South Korea should do three things. First, commit to the principle that engagement should be done on efficient, transparent terms. Subsidization of engagement with the North can be justified from a social standpoint but it should be done as neutrally as possible with respect to specific projects and firms. No more implicit hidden subsidies and political quid pro quos should be delivered through the public-sector financial institutions.

Second, while engaging, South Korea should prepare for the possibility of collapse. The relevant policies could be thought of as those that are contingent on specific circumstances and those that are relatively invariant to the timing and specifics of an eventual North Korean collapse.

North Korea can be thought of as the world’s largest contingent liability. South Korea should, as it has been doing, pursue a fiscal policy that might be considered relatively restrictive in the long run to minimize current public borrowing and debt under the expectation that this liability will come due sometime in the future.

South Korea should also pursue a variety of policies that would strengthen its economy. Such policies would be desirable whether or not North Korea existed-North Korea’s existence simply underscores the desirability of their adoption. The overarching goal should be to improve the functioning of markets. For this to occur, accurate information must be accessible, property rights must be enforced, and agents should be motivated by efficiency, not political considerations. In practice, this means:

* Continued strengthening of accounting conventions and practices. * Continuing the process of denationalization and privatization, especially in the financial sector where the state still owns about one-third of the banking sector.

In the financial sector:

* Continue the policy of the Financial Supervisory Service to tighten risk assessment and to increase provisions for bad loans and increase scrutiny of financial derivatives and off-balance sheet transactions by South Korean financial entities. * Create firewalls to limit industrial firms’ ownership of financial entities. * Consider using national pension assets to foster domestic institutional investors capable of monitoring corporate managements, independent of the chaebol. * Look more favorably on foreign ownership.

In the corporate sector:

* Maintain limits on cross-shareholding and cross-subsidization. * Strengthen insolvency/bankruptcy system to make process more efficient. * Strengthen corporate transparency and accountability. Permit minority shareholder suits as a method of disciplining insider management abuses.

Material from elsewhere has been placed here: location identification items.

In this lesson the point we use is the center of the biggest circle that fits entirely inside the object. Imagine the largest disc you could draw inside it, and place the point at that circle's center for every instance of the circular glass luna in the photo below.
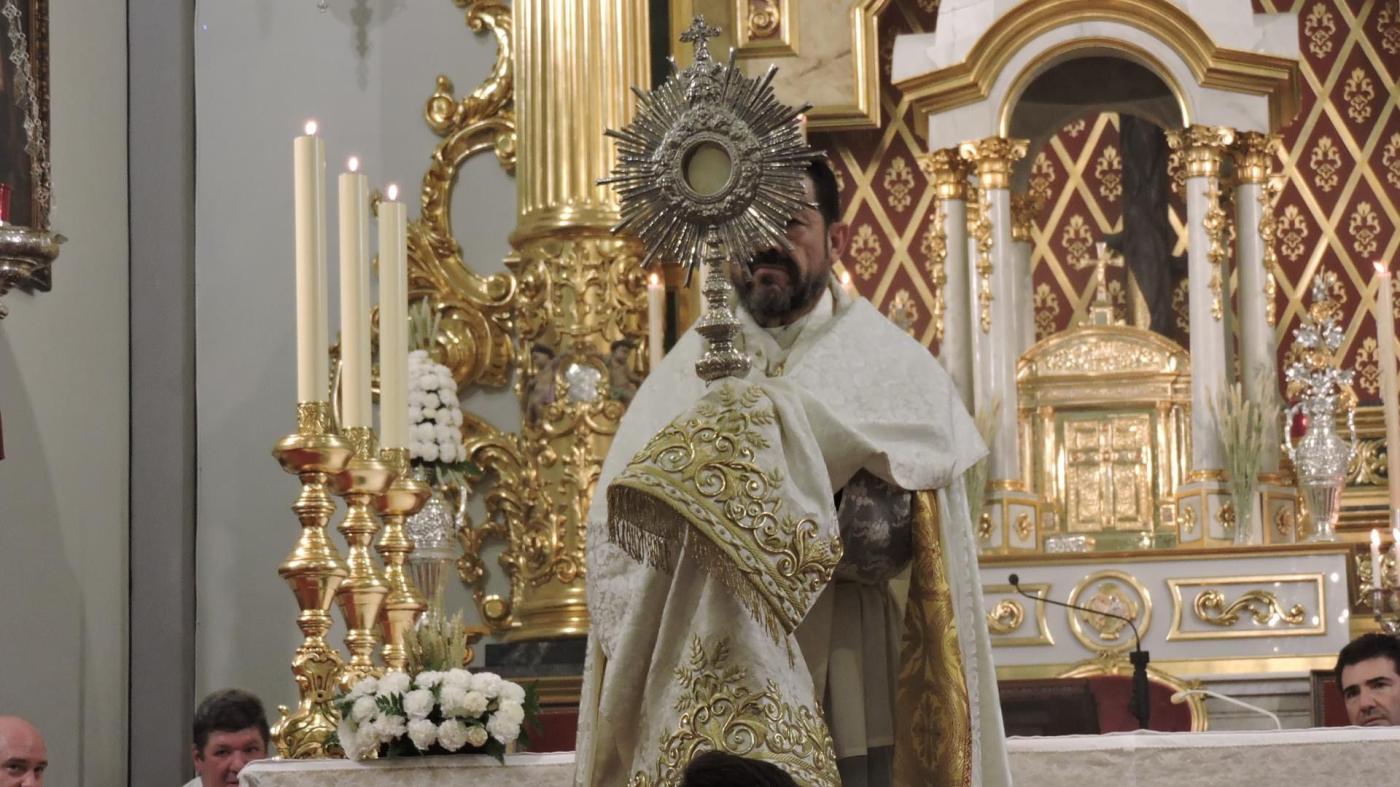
(707, 168)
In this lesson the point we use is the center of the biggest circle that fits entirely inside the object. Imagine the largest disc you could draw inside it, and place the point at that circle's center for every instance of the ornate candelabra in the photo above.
(403, 602)
(315, 572)
(1320, 387)
(360, 597)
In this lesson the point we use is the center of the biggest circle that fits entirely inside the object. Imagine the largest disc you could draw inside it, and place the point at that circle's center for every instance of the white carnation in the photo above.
(363, 709)
(423, 734)
(444, 434)
(364, 686)
(447, 453)
(513, 712)
(394, 684)
(417, 703)
(511, 692)
(501, 728)
(475, 705)
(487, 682)
(452, 699)
(452, 734)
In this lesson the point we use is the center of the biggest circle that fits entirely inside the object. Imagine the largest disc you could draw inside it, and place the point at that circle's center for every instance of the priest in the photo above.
(781, 566)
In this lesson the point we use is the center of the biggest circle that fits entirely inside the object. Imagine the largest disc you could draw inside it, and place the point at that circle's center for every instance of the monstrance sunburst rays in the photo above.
(711, 168)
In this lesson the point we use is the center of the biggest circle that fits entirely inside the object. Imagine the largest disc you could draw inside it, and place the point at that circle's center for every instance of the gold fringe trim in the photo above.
(651, 532)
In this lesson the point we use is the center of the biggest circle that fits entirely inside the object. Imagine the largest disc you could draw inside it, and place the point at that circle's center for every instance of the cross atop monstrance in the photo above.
(1101, 311)
(699, 34)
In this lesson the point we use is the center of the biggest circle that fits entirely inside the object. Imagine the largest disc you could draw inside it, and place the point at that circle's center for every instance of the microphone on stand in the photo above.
(1180, 696)
(1138, 657)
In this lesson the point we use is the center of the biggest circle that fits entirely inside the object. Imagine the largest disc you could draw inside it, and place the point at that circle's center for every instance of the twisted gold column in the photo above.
(580, 297)
(403, 602)
(314, 570)
(361, 481)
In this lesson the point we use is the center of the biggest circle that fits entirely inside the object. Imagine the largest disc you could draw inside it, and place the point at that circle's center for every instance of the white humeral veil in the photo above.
(693, 646)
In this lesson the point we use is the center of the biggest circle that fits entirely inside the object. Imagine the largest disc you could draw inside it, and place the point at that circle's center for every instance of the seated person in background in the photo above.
(1368, 674)
(23, 754)
(723, 769)
(230, 731)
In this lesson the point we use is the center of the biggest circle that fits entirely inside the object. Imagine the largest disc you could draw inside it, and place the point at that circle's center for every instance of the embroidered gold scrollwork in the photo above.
(718, 710)
(706, 468)
(1260, 605)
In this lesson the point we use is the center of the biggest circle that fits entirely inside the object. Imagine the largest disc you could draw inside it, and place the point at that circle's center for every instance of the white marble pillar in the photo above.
(1010, 503)
(949, 266)
(1022, 224)
(1203, 495)
(1253, 156)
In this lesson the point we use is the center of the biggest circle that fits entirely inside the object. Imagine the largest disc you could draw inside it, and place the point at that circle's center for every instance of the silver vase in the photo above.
(1320, 461)
(433, 531)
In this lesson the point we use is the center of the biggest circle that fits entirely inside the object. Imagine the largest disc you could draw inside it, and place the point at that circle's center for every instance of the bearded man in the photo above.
(781, 566)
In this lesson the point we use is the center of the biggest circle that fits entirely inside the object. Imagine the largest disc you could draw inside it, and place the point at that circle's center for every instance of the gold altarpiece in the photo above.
(1105, 413)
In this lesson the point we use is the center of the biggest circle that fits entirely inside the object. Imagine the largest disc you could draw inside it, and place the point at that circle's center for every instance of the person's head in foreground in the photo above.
(23, 755)
(230, 731)
(1368, 672)
(723, 769)
(779, 287)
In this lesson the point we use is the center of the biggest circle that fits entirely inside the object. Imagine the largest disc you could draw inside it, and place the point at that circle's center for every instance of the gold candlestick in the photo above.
(403, 604)
(314, 570)
(360, 597)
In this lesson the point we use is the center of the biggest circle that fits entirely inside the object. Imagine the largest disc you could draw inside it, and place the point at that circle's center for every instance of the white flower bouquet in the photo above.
(434, 409)
(434, 712)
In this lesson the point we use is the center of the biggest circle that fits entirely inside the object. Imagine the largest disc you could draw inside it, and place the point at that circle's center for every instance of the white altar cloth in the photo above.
(476, 770)
(1301, 758)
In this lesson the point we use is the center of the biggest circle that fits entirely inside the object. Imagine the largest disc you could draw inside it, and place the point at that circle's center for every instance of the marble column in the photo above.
(948, 262)
(1255, 261)
(1022, 223)
(1010, 504)
(1201, 496)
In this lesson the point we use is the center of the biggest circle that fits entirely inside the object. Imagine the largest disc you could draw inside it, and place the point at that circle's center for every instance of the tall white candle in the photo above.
(1376, 580)
(354, 297)
(655, 319)
(1386, 357)
(308, 161)
(394, 317)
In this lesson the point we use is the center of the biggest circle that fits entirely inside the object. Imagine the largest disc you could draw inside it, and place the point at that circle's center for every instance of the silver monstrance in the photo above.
(710, 170)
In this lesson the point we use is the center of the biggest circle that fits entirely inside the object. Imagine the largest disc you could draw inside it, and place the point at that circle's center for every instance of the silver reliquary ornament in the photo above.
(710, 170)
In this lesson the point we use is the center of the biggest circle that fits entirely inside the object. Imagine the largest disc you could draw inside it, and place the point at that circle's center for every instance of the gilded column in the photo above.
(1022, 221)
(581, 293)
(1203, 149)
(1253, 156)
(948, 252)
(996, 329)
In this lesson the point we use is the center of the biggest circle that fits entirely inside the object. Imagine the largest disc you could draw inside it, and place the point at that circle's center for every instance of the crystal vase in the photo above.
(433, 531)
(1320, 460)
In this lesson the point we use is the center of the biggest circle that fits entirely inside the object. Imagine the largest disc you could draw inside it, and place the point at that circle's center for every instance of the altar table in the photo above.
(1294, 758)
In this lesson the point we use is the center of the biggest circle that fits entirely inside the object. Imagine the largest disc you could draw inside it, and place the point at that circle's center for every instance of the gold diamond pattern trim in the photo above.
(720, 710)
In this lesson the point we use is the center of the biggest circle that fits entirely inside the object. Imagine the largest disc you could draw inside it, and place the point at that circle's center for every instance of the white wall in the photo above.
(63, 395)
(364, 72)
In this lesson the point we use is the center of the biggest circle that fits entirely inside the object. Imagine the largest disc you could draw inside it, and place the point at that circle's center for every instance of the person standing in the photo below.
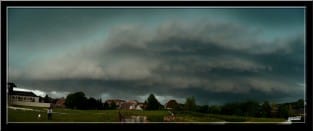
(49, 113)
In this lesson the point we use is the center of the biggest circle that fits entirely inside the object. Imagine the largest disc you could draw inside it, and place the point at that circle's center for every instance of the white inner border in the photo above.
(168, 7)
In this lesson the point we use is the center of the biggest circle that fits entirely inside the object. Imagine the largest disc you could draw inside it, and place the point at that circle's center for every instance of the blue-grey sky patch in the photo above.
(216, 55)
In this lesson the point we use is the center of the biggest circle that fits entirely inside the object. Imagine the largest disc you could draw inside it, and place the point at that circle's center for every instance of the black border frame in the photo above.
(294, 126)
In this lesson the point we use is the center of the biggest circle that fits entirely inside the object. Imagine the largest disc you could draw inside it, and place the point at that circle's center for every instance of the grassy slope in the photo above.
(68, 115)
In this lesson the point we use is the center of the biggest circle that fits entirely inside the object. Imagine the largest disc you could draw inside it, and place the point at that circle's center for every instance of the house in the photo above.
(24, 98)
(117, 102)
(171, 104)
(132, 105)
(60, 103)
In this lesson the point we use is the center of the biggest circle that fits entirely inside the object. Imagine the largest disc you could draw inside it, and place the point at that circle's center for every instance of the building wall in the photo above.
(36, 104)
(24, 98)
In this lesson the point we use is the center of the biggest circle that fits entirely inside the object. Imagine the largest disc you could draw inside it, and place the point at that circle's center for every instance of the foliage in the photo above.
(190, 104)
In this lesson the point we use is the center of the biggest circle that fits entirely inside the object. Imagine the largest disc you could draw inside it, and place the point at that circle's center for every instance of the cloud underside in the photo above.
(212, 61)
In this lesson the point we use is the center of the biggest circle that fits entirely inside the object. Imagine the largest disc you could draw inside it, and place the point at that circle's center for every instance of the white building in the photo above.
(25, 99)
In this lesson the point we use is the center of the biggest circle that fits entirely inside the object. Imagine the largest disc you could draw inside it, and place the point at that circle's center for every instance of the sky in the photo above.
(217, 55)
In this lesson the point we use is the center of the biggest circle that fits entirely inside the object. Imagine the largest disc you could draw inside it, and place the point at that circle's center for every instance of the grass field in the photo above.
(69, 115)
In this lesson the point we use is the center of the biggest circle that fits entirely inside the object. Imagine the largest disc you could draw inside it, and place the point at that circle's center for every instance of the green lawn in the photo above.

With respect to labor-market policy it is important to recognize two things. First, financial-market policies impact labor-market behavior. Situations in which managements do not face hard budget constraints encourage labor militancy. Corporate bail-outs through the provision of concessional loans by public-sector financial institutions discourage compromise on the part of unions. Second, the rate of unionization is not much different in South Korea than it is in the United States or France but labor markets are far less flexible in France than in the United States-i.e. policies and institutions count. As a consequence it is important that the Tripartite Commission not become the locus of efficiency-reducing corporatism as similar bodies have become in continental Europe.

Finally, it is important to note that these reforms are self-reinforcing: Reforms in the financial sector will encourage better results with respect to corporate decision-making and labor-market outcomes, for example.